Ртуть в барометре стоит обыкновенно на высоте 30 дюймов (дюйм= 2,54 см), как уже сказано, а около его трубки сделаны, как на доске термометра, черточки, только здесь это не градусы, а такие же мерки, как на аршине, т. е. пожалуй, вершки и т. д. Лучше же означать, как это всегда и делается, дюймы, линии и доли линий.

Если повесить такой барометр на стену и смотреть на верхний конец ртутного столба, то скоро окажется, что столб этот вовсе не всегда стоит на одной высоте: иной раз он поднимается, иной раз опускается: значит, воздух бывает то тяжелее, то легче. Людям, занимающимся наукой, приходится очень часто справляться по барометру о тяжести воздуха; нам же нельзя да и не зачем слишком распространяться о нем; однако же необходимо и нам знать вот что: если заметить и записать высоту ртути в барометре где-нибудь у морского берега, а потом идти с ним на высокую гору и изредка посматривать на него, то мы увидим, что ртуть в нем все опускается тем ниже, чем выше будем подниматься. Когда же опять начнем спускаться с горы, то ртуть в барометре опять начнет подниматься: значит, чем выше подниматься, тем меньше воздуха, значит, воздуху есть наверху предел, есть где-нибудь в высоте его окраина. Только предел воздуха не то, что предел воды; он не может быть такой ровный да гладкий, а скорее походит на край тумана: издали край тумана иной раз еще ясен, и подойдешь ближе и не знаешь, где начинается туман, а где кончается чистый воздух, без тумана. Да оно так и в самом деле: это мы увидим дальше. Как высоко у нас над годовою край воздуха, вычислить мудрено, знают только, что, чем выше поднимаешься, тем воздух становится реже и реже, а на высоте в семь верст воздух так редок, что его уже мало для дыхания человека. Те, которые поднимались на высокие горы, говорят, что там едва можно дышать: кровь выступает изо рта, а воздух так ясен, что месяц и звезды кажутся необыкновенно яркими, необыкновенно ясными.

Если бы воздух имел повсюду одинаковую густоту, то по барометру можно было бы сейчас высчитать, где воздух кончается; а как на деле воздух с высотою становится реже, то, значит, и ртуть в барометре опускается не от одного того, что воздуху меньше, а еще и от того, что он редеет и становится легче.
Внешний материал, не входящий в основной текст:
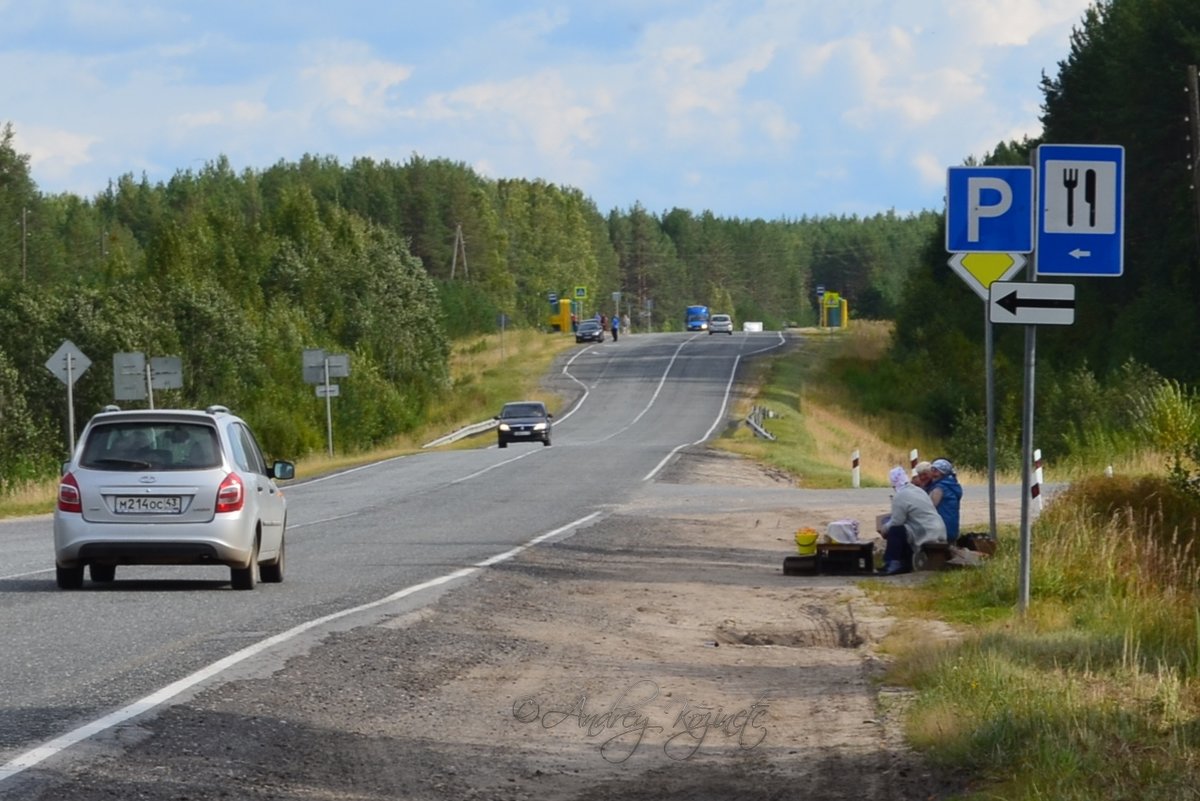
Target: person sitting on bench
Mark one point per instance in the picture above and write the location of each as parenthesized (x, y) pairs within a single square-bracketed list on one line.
[(912, 523)]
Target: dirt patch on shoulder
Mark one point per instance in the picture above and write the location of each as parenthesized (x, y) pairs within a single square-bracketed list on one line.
[(643, 657)]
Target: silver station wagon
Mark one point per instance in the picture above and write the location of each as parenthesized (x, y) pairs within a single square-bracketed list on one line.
[(169, 487)]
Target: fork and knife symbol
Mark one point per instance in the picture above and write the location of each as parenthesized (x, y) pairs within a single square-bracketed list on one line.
[(1071, 181)]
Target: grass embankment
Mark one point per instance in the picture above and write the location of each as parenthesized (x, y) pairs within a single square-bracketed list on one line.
[(486, 371), (1093, 693), (816, 421)]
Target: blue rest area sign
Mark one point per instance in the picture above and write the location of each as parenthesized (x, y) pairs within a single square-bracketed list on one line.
[(1081, 210), (989, 210)]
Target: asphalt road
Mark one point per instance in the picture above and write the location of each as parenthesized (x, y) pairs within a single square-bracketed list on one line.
[(71, 658)]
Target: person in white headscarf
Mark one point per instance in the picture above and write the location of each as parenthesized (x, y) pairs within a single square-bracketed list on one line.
[(913, 523)]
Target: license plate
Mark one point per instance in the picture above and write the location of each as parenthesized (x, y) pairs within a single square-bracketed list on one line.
[(149, 505)]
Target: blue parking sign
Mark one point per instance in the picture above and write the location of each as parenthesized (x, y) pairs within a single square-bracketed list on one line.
[(989, 210)]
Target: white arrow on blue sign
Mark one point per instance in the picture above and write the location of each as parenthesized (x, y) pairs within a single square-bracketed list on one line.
[(989, 210), (1081, 215)]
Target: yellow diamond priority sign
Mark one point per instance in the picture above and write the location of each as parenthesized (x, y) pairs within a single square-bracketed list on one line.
[(982, 270)]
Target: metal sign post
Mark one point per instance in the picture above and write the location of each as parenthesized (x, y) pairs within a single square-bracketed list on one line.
[(318, 368), (69, 363), (329, 413)]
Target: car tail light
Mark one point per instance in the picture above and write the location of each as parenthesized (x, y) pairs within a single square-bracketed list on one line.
[(70, 500), (231, 494)]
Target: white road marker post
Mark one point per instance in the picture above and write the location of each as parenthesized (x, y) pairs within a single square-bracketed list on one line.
[(1036, 489)]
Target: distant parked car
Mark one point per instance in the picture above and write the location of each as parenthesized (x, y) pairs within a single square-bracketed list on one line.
[(523, 421), (720, 324), (169, 487), (589, 331)]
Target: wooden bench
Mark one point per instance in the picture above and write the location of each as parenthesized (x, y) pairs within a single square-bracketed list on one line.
[(833, 558), (845, 558), (933, 555)]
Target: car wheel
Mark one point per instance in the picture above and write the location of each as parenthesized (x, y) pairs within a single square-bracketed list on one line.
[(273, 572), (246, 578), (102, 573), (69, 578)]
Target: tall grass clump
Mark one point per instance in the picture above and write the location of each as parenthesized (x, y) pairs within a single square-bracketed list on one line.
[(1095, 692)]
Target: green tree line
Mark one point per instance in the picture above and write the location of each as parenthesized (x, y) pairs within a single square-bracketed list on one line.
[(238, 273), (1125, 82)]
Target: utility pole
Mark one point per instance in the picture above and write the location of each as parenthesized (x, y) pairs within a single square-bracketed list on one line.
[(24, 247), (460, 244), (1193, 90)]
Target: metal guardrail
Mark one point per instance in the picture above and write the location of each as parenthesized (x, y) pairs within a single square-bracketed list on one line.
[(757, 414), (754, 420), (467, 431)]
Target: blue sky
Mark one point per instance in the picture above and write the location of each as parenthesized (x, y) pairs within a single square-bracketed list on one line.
[(745, 108)]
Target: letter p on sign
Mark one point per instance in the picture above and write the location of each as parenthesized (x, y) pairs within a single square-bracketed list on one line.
[(985, 188), (989, 210)]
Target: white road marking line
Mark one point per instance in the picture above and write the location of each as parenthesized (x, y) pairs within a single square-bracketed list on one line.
[(33, 572)]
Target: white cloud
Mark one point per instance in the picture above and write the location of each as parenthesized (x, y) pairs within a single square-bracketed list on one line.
[(930, 168), (1011, 23), (54, 152)]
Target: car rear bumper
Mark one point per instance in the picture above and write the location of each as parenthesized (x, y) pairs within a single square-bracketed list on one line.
[(77, 542), (515, 437)]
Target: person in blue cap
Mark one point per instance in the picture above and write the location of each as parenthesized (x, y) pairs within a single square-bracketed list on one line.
[(946, 492)]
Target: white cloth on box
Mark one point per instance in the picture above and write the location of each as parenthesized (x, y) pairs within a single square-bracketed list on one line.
[(843, 531)]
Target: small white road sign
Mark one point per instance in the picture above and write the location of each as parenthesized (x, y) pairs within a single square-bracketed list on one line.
[(67, 362), (1031, 303)]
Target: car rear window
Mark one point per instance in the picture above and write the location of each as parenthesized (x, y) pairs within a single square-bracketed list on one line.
[(143, 445)]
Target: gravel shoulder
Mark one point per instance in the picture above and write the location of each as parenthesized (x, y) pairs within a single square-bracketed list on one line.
[(648, 656)]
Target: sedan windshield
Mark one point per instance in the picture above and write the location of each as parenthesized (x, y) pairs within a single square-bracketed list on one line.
[(523, 410)]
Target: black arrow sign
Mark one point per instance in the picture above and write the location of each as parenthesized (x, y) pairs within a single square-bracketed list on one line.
[(1011, 302)]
Вот, значит, по барометру мы узнали, что воздуху нашему есть наверху предел. А если вникнуть хорошенько, то увидим, что барометром можно мерить довольно верно высоту гор и всякого места на земле.
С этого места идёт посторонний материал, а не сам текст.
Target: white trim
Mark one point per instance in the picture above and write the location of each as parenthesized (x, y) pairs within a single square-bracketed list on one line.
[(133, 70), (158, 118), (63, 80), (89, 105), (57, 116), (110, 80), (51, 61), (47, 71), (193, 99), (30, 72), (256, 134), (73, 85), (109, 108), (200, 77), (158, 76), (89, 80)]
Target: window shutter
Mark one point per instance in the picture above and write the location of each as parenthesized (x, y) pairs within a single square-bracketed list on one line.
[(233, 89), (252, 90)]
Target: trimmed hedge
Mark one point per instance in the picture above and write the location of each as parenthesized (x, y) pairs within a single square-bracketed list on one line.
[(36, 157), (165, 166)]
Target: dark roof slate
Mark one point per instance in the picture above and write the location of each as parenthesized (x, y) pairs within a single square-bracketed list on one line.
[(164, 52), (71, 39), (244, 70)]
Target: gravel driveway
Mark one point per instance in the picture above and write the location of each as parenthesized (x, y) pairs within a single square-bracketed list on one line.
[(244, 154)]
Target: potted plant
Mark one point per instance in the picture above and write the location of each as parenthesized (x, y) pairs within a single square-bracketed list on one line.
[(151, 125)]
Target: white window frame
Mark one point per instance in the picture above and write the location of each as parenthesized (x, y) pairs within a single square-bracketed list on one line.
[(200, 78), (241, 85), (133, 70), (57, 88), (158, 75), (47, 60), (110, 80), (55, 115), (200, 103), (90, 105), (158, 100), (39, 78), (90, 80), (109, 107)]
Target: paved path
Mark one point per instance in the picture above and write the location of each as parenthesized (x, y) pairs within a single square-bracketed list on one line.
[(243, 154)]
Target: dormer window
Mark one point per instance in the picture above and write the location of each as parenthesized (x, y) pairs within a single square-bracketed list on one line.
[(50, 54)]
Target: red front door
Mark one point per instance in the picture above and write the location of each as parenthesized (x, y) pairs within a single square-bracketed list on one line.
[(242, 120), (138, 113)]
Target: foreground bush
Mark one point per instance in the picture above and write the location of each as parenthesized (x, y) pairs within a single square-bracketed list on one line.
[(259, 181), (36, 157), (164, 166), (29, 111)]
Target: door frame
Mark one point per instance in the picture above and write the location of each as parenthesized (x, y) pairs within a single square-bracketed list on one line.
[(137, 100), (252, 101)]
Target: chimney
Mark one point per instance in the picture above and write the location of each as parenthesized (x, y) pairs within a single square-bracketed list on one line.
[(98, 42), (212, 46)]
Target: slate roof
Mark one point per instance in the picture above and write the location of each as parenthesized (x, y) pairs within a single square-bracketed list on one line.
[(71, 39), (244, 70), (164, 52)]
Самые низкие места на земле — океаны да моря. Таких земель, что ниже морского уровня, очень мало. На море, значит, или на его берегу, ртуть в барометре должна стоять выше всего, потому что тут давит на нее воздух всей своей высотою. Как станешь подниматься от моря на холм или гору, то уж высота воздуха становится все меньше, и ртуть будет опускаться, как сказано, потому что воздух будет уже давить на нее не всею своею высотою. На каждую версту опускается она, в ином месте побольше, в ином поменьше, но все же, приблизительно, на столько же, и это можно вычислить заранее; значит, если заметить высоту ртути в барометре у морского берега, а потом на вершине горы, то из этого можно вычислить, как высоко мы поднялись. Ошибки тут бывают порядочные, но есть сродства поправить и их, только здесь об этих поправках нам можно и не говорить.
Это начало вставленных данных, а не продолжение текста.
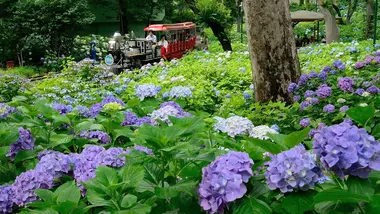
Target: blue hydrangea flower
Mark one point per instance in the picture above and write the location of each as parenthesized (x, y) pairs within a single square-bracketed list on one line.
[(103, 137), (146, 90), (180, 92), (292, 169), (223, 181), (25, 141), (329, 108), (347, 150)]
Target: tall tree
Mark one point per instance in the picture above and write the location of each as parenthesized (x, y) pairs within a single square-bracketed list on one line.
[(332, 31), (272, 49)]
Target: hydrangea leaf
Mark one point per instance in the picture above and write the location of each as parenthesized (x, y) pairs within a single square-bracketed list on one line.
[(252, 206), (361, 114), (336, 195), (359, 186), (298, 203)]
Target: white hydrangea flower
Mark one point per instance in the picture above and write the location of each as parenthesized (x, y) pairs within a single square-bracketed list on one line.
[(260, 132), (234, 125)]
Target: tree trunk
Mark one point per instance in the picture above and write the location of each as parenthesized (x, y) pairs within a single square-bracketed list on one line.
[(272, 49), (220, 33), (332, 32), (352, 4), (369, 32)]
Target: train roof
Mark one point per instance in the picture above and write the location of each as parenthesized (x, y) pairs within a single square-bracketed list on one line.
[(167, 27)]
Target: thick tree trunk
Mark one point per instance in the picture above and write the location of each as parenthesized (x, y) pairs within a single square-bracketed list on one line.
[(220, 33), (272, 49), (369, 31), (332, 32)]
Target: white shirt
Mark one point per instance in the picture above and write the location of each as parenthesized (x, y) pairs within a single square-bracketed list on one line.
[(163, 43), (152, 38)]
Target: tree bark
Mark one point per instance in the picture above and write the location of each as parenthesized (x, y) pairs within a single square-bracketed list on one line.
[(369, 31), (352, 5), (272, 47), (332, 32)]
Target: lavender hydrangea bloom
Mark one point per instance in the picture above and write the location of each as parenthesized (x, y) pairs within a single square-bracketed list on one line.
[(63, 109), (329, 108), (373, 90), (180, 92), (223, 181), (346, 83), (292, 87), (6, 110), (343, 109), (27, 182), (25, 141), (234, 126), (112, 157), (346, 149), (292, 169), (6, 202), (324, 91), (143, 149), (359, 91), (131, 119), (54, 163), (146, 90), (309, 93), (305, 122), (103, 137), (359, 65)]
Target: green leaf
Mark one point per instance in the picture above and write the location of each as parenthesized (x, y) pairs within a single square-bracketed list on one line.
[(361, 114), (60, 139), (298, 203), (70, 193), (336, 195), (132, 176), (61, 119), (270, 147), (106, 175), (24, 155), (252, 206), (128, 201), (172, 191), (45, 194), (360, 186), (295, 138)]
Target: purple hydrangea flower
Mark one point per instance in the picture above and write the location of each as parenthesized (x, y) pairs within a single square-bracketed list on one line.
[(296, 98), (6, 202), (359, 65), (305, 122), (373, 90), (359, 91), (27, 182), (292, 169), (131, 119), (63, 109), (324, 91), (329, 108), (25, 141), (346, 149), (292, 87), (309, 93), (223, 181), (6, 110), (103, 137), (343, 108), (346, 83)]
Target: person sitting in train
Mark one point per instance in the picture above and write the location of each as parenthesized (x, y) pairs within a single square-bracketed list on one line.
[(163, 42), (151, 37)]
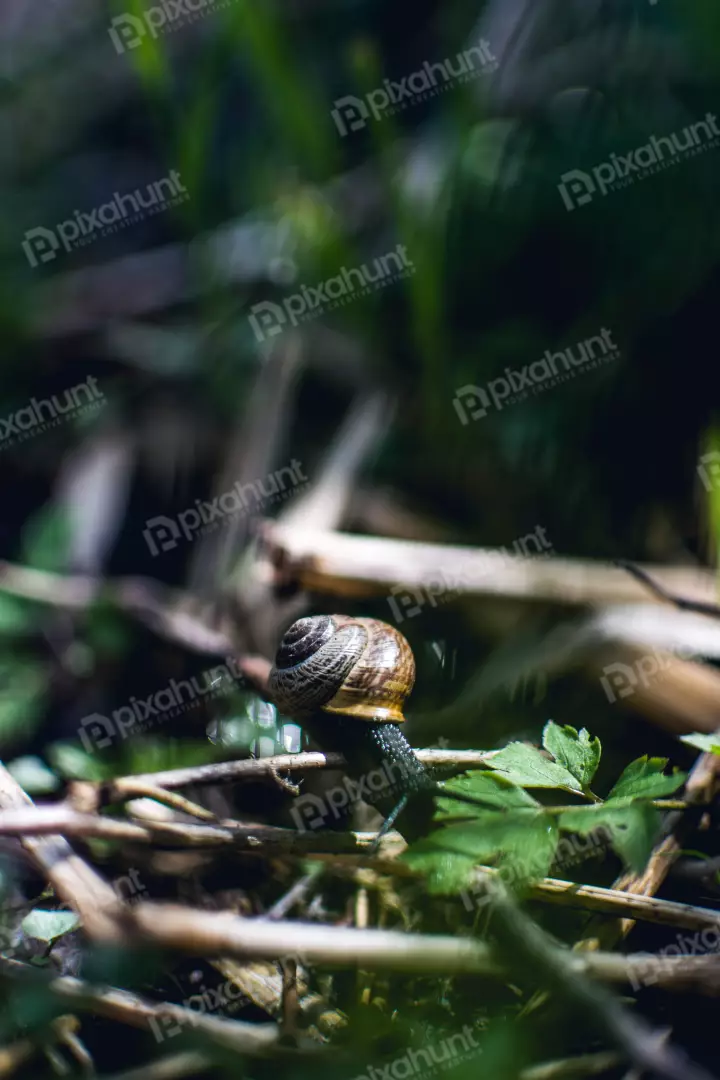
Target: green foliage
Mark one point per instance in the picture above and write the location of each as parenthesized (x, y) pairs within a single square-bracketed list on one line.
[(633, 828), (49, 926), (576, 751), (527, 766), (34, 775), (709, 744), (646, 779), (506, 826), (22, 698)]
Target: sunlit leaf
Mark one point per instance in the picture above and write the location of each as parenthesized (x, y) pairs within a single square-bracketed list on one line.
[(709, 744), (633, 828), (493, 788), (50, 926), (526, 765), (644, 779), (576, 751)]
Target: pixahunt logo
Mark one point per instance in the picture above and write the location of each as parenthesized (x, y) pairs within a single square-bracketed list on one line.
[(164, 534), (474, 403), (41, 415), (98, 731), (127, 31), (430, 1061), (351, 113), (42, 245), (268, 319), (578, 188)]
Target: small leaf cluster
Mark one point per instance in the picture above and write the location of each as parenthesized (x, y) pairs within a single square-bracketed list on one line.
[(508, 827)]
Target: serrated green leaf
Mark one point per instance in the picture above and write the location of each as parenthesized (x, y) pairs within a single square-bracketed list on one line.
[(49, 926), (633, 828), (446, 873), (710, 744), (526, 766), (644, 779), (494, 788), (520, 842), (15, 616), (75, 763), (576, 751)]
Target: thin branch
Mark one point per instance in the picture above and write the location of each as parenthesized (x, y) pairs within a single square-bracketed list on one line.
[(664, 594), (258, 1040), (266, 767), (262, 839), (341, 564), (75, 880), (528, 948)]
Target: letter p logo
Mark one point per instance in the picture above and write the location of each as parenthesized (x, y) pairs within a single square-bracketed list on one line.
[(96, 731), (350, 113), (164, 530), (267, 320), (617, 680), (40, 245), (471, 403), (309, 812), (576, 188)]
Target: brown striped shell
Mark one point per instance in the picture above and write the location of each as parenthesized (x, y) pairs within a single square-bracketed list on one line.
[(356, 667)]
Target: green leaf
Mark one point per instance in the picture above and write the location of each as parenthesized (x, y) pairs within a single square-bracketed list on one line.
[(34, 775), (15, 616), (447, 873), (633, 828), (75, 763), (521, 842), (576, 751), (49, 926), (22, 698), (46, 539), (494, 788), (644, 779), (710, 744), (525, 765)]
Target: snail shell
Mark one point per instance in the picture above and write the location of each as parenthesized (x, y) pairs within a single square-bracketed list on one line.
[(356, 667)]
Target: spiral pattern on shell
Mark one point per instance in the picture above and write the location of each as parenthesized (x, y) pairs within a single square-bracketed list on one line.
[(355, 667)]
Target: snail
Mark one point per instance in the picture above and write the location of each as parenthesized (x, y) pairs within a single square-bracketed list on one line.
[(347, 679)]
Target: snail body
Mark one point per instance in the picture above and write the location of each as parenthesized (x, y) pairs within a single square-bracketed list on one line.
[(347, 680)]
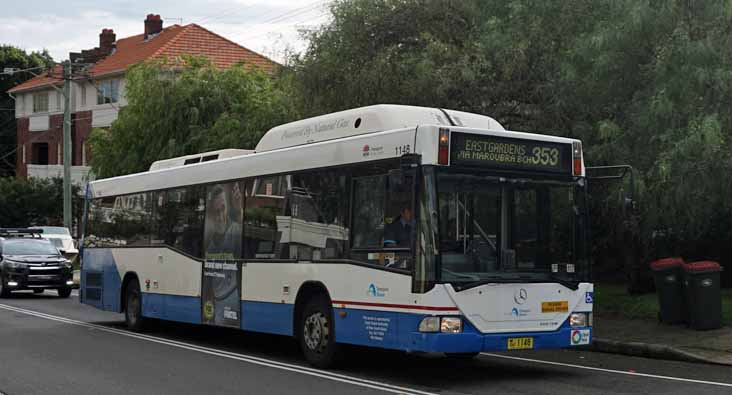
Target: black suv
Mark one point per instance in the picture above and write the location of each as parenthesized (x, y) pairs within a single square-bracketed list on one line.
[(28, 261)]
Припомним же теперь то, что говорено до сих пор о воздухе: каков покажется нам шар наш земной, если мы сумеем мысленно взглянуть на него со стороны, будто с месяца или со звезды какой.

Огромный шар этот покажется нам тогда окутанным воздухом, как туманною пеленою, и пелена эта будет казаться нам гуще над морями, реже над горами; местами очень высокие горы будут даже виднеться нам, как подводные камни или мели в море. Воздушную пелену земли часто так и называют воздушным океаном, потому что он во многом даже походит на океан водяной; он точно так же и на тот же лад волнуется, как вода, только гораздо сильнее, его-то волнение даже производит волнение вод.

В этом-то воздушном океане происходит многое такое, о чем очень любопытно размыслить. Поведу сначала речь об облаках, о тумане, о росе, о дождях — словом, о том, что называется небесными водами, а потом уже поговорим о ветрах или о волнении и течении воздушного океана. Тут придется нам опять говорить и о термометре, и о барометре.